Private Credit Unfiltered: Everyone Is Talking Their Book
A field guide to who's selling what in the private credit stress cycle
Everybody’s telling a version of the truth and everybody’s selling you something.
Howard Marks wrote 6,000 words about how private credit lost its mind. Goldman mailed a shareholder letter that read like a recruitment brochure. Blackstone closed a $10 billion opportunistic fund the same week Moody’s downgraded the sector. Cliffwater published a defense. Bain went on Barron’s to say there’s no bubble.
All in the same week. Not one of them disinterested.
None of them are lying, either. That’s the trick.
Every piece of public commentary was a fundraising document dressed up as market analysis. And the 5% redemption gate, the mechanism trapping billions inside non-traded BDCs right now, is what lets these narratives run at the same time without anyone having to be wrong.
The Gate Creates a Narrative Market
A large subset of private credit managers are now processing redemption queues that will take 2-4 years to clear. Blue Owl’s technology fund saw 40.7% of investors request their capital back in Q1. The larger credit fund saw 21.9%. Barings saw 11.3%. All fulfilled at the 5% cap.
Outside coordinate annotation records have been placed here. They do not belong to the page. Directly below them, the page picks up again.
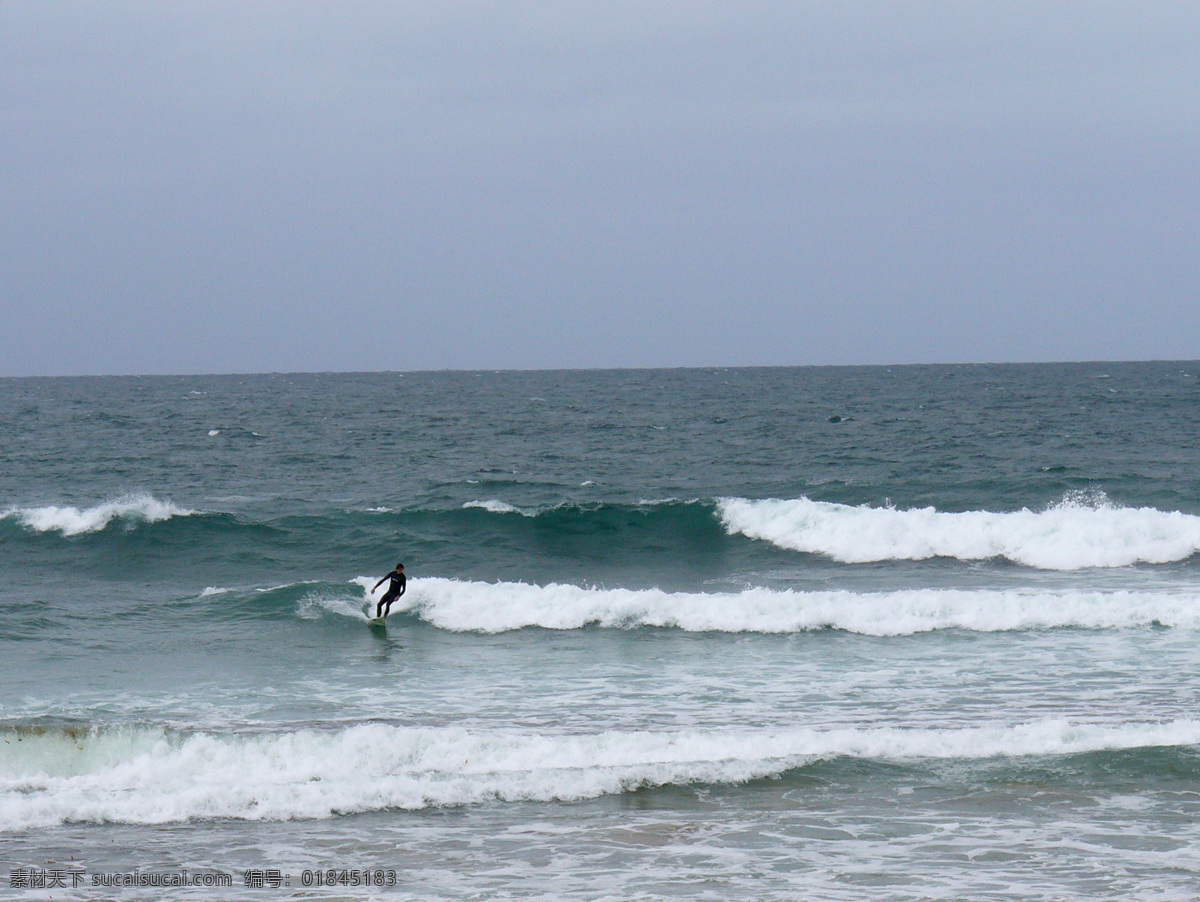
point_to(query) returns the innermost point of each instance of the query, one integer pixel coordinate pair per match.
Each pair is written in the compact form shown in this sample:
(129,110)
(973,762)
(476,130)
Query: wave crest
(72,521)
(467,606)
(149,775)
(1074,534)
These gated managers aren’t frozen. They have revolvers, CLO warehouse lines, and portfolio cash flow from loan maturities and interest payments. OTIC told investors it has $1.3 billion in liquidity across cash, undrawn debt, and other liquid assets against a $6 billion portfolio.
But the constraint is real even if the capital is technically available. When your debt costs are rising, your hurdle rate on new originations goes up, which means you need wider spreads to hit the same return targets, which means you’re less competitive on deals where an ungated fund can bid tighter.
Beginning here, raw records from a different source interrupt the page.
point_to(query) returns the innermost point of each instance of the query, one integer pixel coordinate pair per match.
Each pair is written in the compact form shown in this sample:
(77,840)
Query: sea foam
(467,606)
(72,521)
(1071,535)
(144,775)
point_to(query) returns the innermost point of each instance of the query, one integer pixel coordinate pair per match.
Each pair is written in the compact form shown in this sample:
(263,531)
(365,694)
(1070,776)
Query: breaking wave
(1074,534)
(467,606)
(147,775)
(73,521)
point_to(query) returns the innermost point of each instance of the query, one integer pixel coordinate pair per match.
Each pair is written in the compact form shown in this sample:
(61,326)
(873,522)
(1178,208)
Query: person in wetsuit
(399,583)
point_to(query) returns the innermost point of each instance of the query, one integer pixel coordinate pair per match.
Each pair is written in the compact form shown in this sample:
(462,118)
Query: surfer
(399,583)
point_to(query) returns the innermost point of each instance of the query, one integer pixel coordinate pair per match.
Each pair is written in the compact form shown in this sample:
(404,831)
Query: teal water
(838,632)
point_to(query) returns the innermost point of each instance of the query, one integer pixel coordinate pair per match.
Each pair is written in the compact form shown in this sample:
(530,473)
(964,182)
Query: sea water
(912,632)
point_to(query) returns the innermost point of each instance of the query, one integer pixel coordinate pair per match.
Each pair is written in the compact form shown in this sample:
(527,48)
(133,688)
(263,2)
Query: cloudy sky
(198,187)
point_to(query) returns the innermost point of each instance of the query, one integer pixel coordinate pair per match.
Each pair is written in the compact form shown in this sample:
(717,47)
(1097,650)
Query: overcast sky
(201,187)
Boards and risk committees in defensive mode tend to slow deployment even when the liquidity is there. The result isn’t that gated funds stop lending. It’s that they lend more cautiously, at higher internal hurdle rates, with less leverage flexibility, while ungated funds and closed-end vehicles are deploying aggressively into the same pipeline with a structural cost-of-capital advantage.
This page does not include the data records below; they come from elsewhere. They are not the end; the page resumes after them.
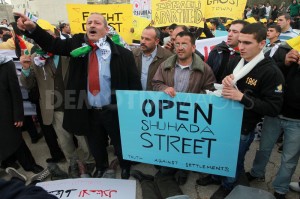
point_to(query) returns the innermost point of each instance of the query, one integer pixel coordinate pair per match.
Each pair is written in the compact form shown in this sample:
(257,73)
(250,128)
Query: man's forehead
(95,17)
(246,37)
(237,27)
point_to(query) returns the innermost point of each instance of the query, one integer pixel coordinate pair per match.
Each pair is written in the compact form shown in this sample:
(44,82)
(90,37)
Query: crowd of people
(72,80)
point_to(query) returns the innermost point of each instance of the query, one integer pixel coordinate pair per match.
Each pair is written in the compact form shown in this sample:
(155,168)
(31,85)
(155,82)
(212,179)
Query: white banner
(142,8)
(91,188)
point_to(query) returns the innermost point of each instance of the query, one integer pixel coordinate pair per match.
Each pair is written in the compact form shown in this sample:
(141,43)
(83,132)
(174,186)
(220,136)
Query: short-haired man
(183,72)
(284,21)
(65,31)
(289,121)
(149,56)
(219,57)
(255,82)
(171,29)
(94,76)
(273,33)
(3,31)
(170,44)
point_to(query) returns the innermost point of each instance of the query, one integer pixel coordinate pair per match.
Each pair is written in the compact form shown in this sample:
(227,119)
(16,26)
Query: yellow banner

The queues aren’t shrinking either. Moody’s spelled out the feedback loop in its sector downgrade: investors who were prorated in Q1 will resubmit in Q2 for their remaining balance. Investors who weren’t planning to redeem see the gates go up and submit preemptive requests to get in line. The queue grows even as it’s being processed. At 5% per quarter against a 40% backlog, the math alone takes 8 quarters to clear, and that assumes zero new requests.
That vacuum is what everyone else is positioning around. The public commentary sounds like market analysis when it really functions as a sales pitch.
Goldman Telling You Exactly What’s Happening
Goldman Sachs Private Credit Corp. (GSCRED) was the only major non-traded BDC to come in under the 5% quarterly redemption cap (4.999% to be exact). The shareholder letter didn’t just report this. It built an investment thesis around it.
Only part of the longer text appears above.